II. Der Antragsgegner trägt die Kosten des Verfahrens.
III. Der Streitwert wird auf Euro 5.000,– festgesetzt.
Gründe
I.
Der Antragsteller begehrt vorläufigen Rechtsschutz gegen die Veröffentlichung lebensmittelrechtlicher Verstöße, welche anlässlich einer Betriebskontrolle in seinem Restaurant festgestellt wurden.
Der Antragsteller betreibt eine BURGER KING Filiale in A. Am … Oktober 2019 führte das Landratsamt in diesem Restaurant eine Betriebskontrolle durch. Ausweislich einer Ordnungswidrigkeitenanzeige vom … Oktober 2019 wurden hierbei hygienische Mängel festgestellt.
Mit Schreiben vom … Januar 2020 leitete der Antragsgegner ein Bußgeldverfahren gegen den Antragsteller ein und gab ihm unter Auflistung der festgestellten hygienischen Mängel Gelegenheit zur Stellungnahme bis zum 24. Januar 2020.
Mit Bußgeldbescheid vom … März 2020 wurde gegen den Antragsteller ein Bußgeld in Höhe von 3.500,00 Euro verhängt. Gegen den Bußgeldbescheid wurde Einspruch eingelegt, über den nach Aktenlage noch nicht entschieden ist.

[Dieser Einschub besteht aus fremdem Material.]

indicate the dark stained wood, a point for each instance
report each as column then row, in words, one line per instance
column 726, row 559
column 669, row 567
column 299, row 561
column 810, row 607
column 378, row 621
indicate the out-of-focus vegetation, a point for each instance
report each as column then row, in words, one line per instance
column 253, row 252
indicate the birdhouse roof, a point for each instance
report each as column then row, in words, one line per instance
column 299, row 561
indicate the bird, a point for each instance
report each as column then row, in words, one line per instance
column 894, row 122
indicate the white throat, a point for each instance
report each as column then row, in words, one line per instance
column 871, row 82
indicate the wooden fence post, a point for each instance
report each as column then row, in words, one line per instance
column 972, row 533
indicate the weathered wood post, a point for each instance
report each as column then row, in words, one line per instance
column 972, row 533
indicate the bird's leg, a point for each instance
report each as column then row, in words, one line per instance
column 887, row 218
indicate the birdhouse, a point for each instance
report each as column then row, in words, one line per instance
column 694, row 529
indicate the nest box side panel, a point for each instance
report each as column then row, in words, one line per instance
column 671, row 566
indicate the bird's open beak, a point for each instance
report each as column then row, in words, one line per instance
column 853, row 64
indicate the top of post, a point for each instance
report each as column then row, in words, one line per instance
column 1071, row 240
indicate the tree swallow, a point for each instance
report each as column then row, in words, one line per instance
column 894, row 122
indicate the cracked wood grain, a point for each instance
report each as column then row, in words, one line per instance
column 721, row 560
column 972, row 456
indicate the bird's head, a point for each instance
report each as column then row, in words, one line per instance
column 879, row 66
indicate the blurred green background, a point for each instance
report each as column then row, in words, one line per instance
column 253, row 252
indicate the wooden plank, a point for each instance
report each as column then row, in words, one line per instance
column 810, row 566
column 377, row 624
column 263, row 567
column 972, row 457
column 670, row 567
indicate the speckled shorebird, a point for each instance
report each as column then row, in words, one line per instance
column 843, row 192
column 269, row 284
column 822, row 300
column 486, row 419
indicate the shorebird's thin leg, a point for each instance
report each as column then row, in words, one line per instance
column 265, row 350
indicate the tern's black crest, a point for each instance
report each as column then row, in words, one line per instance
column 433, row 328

Mit Schreiben vom 9. März 2020 teilte der Antragsgegner dem Antragsteller unter Verweis auf die bei der Verdachtskontrolle am … Oktober 2019 festgestellten Verstöße sowie den erlassenen Bußgeldbescheid mit, dass beabsichtigt sei, auf der Grundlage des § 40 Abs. 1a Satz 1 Nr. 3 Lebensmittel- und Futtermittelgesetzbuch (LFGB) folgende Daten im Internet unter der Adresse www.lgl.bayern.de zu veröffentlichen:
„Verantwortliche Behörde: Landratsamt P. a.d.I.
Einstelldatum: …
BURGER KING A. GmbH & Co. KG, …-str., B.
Verstoß: – Mängel bei der Betriebshygiene; – Mängel bei der Schädlingsbekämpfung
Verstoß festgestellt am … Oktober 2019
Kategorie: Gastronomie, Gaststätten, Imbisseinrichtungen
Produkt: [keine Angabe]
Verstoß beseitigt: [keine Angabe]“
Dem Antragsteller wurde Gelegenheit zur Stellungnahme bis zum 20. März 2020 gegeben; Im Anschluss werde das Landratsamt über das weitere Vorgehen entscheiden. Sofern die Veröffentlichung weiterhin als erforderlich erachtet werde, werde der Antragsteller in einem weiteren Schreiben darüber informiert. Im Anschluss an dieses weitere Schreiben habe er die Möglichkeit, die geplante Veröffentlichung innerhalb von sieben Werktagen gerichtlich überprüfen zu lassen.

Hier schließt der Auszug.